Ну, и всякие такие разговоры. Дворня неспокойна… В кухне что творится — не приведи Бог!
— Что ж творится? — спросил с любопытством Семён Петрович.
— Словно неладное! — отвечал Евстрат. — Повар Тимошка прямо говорит, что не будет более холопов, что всем‑де Верховный Совет положил волю дать. Я, говорит, скоро сам буду вольный человек, женюсь на Малашке, никого не спрашаючись, и в Съестной улице лавку открою. Конюх Никита в деревню уйти хочет, дескать, обрадуют всех, вольные люди будем…
Евстрат помолчал.
— Ну, и волнуются, а тут вечор приходил к брату человек от князя Василь Владимировича. Весёлый такой. Говорит, сама царица-матушка, дай ей Бог здоровья, царским словом обещала волю нам дать… Оно, конечно, Семён Петрович, — взволнованно говорил Евстрат. — Воля… Надо воли… Конечно, грех Бога гневить, хорошо у нашего барина… А только, того… воли бы нам.

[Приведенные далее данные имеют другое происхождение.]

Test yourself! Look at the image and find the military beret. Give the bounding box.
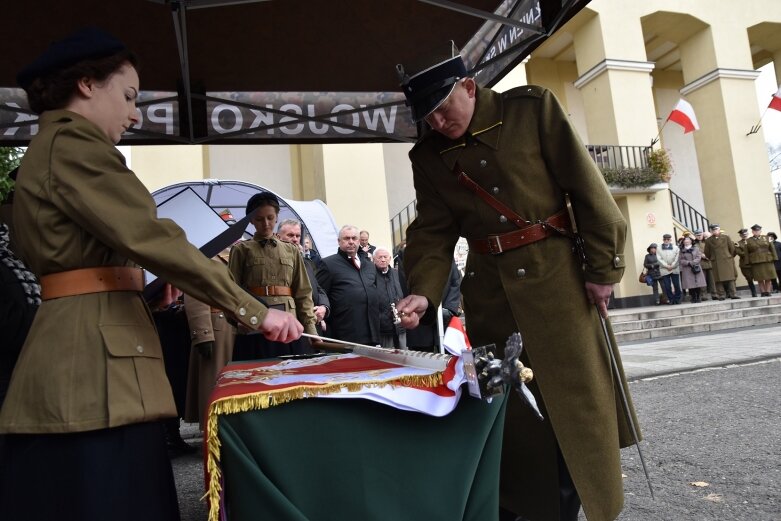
[396,47,467,122]
[247,192,279,214]
[16,27,126,89]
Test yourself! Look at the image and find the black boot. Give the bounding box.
[558,451,580,521]
[163,418,198,458]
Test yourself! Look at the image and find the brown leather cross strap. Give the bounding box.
[41,266,144,300]
[249,286,293,297]
[467,209,572,255]
[453,161,532,228]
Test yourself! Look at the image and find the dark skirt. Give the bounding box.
[0,422,179,521]
[233,334,314,362]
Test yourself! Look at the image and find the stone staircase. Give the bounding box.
[610,291,781,344]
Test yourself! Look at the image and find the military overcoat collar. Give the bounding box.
[437,87,502,169]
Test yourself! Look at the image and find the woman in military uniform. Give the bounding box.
[746,224,778,297]
[228,192,317,360]
[0,28,301,521]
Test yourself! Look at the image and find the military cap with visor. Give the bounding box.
[396,41,467,123]
[16,27,126,90]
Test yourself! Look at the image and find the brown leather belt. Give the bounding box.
[467,208,572,255]
[41,266,144,300]
[249,286,293,297]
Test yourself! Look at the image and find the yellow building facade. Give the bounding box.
[131,0,781,305]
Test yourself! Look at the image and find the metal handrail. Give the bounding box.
[669,190,710,235]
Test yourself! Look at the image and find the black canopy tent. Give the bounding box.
[0,0,588,146]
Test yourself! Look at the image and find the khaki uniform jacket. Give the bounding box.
[228,235,317,335]
[705,233,738,282]
[745,235,778,280]
[0,110,267,433]
[404,86,631,521]
[184,294,236,430]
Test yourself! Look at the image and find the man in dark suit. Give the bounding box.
[317,225,380,345]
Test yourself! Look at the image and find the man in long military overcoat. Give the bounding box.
[399,48,633,521]
[705,224,740,300]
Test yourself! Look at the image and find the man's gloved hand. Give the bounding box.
[195,341,214,360]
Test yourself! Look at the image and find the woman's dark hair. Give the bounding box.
[25,50,138,114]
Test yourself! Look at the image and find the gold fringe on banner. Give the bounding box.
[201,372,444,521]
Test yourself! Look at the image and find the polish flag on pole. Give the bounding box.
[767,85,781,111]
[667,99,700,134]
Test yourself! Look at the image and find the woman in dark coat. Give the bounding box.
[643,242,662,306]
[679,237,707,304]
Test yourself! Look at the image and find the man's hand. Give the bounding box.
[195,340,214,360]
[586,282,613,318]
[259,309,304,344]
[396,295,428,329]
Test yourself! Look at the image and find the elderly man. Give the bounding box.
[277,219,331,335]
[358,230,377,260]
[398,45,632,521]
[705,224,740,300]
[317,224,380,345]
[372,248,407,349]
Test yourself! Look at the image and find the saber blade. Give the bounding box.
[594,305,656,499]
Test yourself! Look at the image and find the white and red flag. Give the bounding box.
[767,85,781,111]
[667,99,700,134]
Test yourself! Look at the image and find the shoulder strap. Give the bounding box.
[453,161,531,228]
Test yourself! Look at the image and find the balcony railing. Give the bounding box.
[586,145,651,170]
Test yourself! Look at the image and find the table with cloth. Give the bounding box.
[205,354,506,521]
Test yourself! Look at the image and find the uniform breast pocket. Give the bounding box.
[100,324,175,426]
[279,259,293,281]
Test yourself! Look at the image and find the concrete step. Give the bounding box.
[610,291,781,342]
[616,313,781,344]
[610,295,781,324]
[611,304,781,332]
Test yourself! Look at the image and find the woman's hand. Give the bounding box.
[259,309,304,344]
[396,295,428,329]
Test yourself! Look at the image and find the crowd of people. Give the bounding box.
[0,28,644,521]
[639,223,781,305]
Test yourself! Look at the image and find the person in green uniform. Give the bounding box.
[398,45,633,521]
[0,28,302,521]
[735,228,757,297]
[746,224,778,297]
[228,192,317,361]
[705,223,740,300]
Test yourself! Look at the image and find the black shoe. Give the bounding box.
[165,438,198,458]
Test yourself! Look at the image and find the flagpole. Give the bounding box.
[746,106,770,136]
[651,116,670,146]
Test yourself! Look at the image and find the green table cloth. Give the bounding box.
[213,395,506,521]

Молодое лицо Евстрата разгорелось.
— Скажи ради Бога, Семён Петрович, дала царица волю или так брешут только? Куды ни придёшь, везде про то говорят, и у самого графа-батюшки тоже.
Графом-батюшкой называли в доме Головкина, как отца Ягужинской.
Евстрат в волнении замолчал.
Молчал и Кротков, поражённый тем, что услыхал. Он не думал, не ожидал, что «затейки» верховников (это выражение он слышал от Ягужинского) найдут отклик среди бессловесных рабов. Он сам не знал, была ли в этом правда, думали ли об этом верховники, ограничивая самодержавную власть императрицы, но эта мысль ослепила его. До сих пор он смотрел на разгоравшуюся борьбу, как на борьбу, в которой замешаны только могущественные, стоявшие на самом верху люди. И вдруг оказывается, что эта борьба отозвалась глубоко внизу и возбудила мечты и надежды тех, кто за долгие века рабства, казалось, привыкли видеть свою судьбу в полной зависимости от произвола своего господина.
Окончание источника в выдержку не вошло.